Дома, оставшиеся от былой жизни, как старые книги, из которых вырвали страницы. Они стояли в изломанном величии, их окна тянулись в пустоту, как глаза, давно забывшие, что смотрели на что-то живое. Стены домов всё ещё хранили тёплые оттенки того, что когда-то было цветом жизни. Непокорённые временем, эти фасады, покрытые трещинами и мхом, были как части старой истории, которая не хотела уходить, несмотря на свою утрату.
На каждом шагу была видна неуверенность, как если бы город сам не знал, как он оказался здесь, с этим чудесным разорением. Мостовые, которые когда-то встречали тысячи ног, теперь покрыты не только пылью, но и зеленью, которая растёт здесь, не видя конца. Старые уличные фонари, которые, вероятно, когда-то служили надёжным светом в ночи, теперь, словно не знающие, для чего были созданы, скучно стояли и отбрасывая тихие, полупрозрачные тени.
Но несмотря на всё это, город всё ещё хранил память о том, что когда-то было. По ту сторону этих заброшенных улиц было что-то почти осязаемое. Это были не просто здания, не просто железо и камень. Это был живой город, но в памяти, в забытых моментах, скрытых в его уголках.
Один из домов на углу ещё сохранил часть обоев, где невидимая рука когда-то начертала линии, которые, как будто бессознательно, создавали картины. Линии, которые не ведали законов геометрии и становились другими, чуть кривыми, как сами жизни людей, которые когда-то жили здесь. И это было что-то трогательное, что-то невидимо дорогое.
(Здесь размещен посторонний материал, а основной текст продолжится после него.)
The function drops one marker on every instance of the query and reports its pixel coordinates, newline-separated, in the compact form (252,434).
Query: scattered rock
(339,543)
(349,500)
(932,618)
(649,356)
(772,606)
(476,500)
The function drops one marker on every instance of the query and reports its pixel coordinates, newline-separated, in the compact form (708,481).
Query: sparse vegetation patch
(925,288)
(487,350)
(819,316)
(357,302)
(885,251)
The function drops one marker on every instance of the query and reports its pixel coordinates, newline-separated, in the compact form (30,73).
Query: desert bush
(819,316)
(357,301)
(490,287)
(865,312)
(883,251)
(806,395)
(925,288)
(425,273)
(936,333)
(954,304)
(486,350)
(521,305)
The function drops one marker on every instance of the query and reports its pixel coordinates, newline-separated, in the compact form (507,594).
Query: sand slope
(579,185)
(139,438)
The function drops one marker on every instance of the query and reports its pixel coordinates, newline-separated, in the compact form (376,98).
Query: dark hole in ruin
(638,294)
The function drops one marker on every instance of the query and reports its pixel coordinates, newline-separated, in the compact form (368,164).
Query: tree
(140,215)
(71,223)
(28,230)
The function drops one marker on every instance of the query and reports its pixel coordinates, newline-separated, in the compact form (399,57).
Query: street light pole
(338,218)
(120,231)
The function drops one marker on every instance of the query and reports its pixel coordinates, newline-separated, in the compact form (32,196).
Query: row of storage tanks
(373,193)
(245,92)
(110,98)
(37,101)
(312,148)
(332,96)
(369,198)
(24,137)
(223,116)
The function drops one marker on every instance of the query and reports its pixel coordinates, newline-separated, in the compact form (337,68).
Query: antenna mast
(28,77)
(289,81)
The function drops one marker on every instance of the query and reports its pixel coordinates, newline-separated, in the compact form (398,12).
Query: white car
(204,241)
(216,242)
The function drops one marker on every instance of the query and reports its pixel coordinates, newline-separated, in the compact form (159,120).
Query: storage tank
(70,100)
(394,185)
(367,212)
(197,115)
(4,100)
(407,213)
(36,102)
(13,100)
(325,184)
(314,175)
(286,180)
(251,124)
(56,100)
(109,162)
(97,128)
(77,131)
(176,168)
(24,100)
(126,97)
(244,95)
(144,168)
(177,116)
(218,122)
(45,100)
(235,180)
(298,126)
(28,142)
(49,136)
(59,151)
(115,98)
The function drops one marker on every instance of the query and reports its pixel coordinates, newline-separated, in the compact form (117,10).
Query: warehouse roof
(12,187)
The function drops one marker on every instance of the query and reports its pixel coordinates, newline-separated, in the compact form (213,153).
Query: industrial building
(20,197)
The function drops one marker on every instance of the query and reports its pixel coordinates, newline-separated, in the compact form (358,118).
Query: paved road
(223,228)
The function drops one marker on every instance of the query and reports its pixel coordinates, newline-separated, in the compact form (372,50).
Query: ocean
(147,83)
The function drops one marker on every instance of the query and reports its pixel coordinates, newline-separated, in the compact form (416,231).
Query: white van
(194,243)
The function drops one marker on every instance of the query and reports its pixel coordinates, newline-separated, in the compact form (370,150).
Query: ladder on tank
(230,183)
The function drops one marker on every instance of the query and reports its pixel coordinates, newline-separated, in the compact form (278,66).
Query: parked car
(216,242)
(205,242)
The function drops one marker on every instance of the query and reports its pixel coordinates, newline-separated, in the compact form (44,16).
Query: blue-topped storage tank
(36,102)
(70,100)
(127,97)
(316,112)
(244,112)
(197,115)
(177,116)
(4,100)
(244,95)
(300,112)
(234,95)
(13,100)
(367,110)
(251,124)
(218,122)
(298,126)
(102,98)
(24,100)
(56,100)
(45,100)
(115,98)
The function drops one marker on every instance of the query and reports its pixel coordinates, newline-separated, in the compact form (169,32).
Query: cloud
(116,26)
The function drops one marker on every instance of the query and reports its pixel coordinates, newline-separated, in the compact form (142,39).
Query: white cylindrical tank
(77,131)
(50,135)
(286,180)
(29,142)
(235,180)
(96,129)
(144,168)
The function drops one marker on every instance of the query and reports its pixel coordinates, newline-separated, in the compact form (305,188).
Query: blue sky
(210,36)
В одном из старых, уже разрушенных магазинов на полках лежали книги, их страницы пожелтели, и если прислушаться, можно было бы услышать, как они шуршат под дыханием времени. Каждая страница была как маленькая жизнь, как мгновение из прошлого, вырванное, но не забытое. Неизвестно, сколько раз здесь останавливали свой взгляд прохожие, сколько раз они читали эти страницы и думали, что будущее будет таким же ярким, как эти слова.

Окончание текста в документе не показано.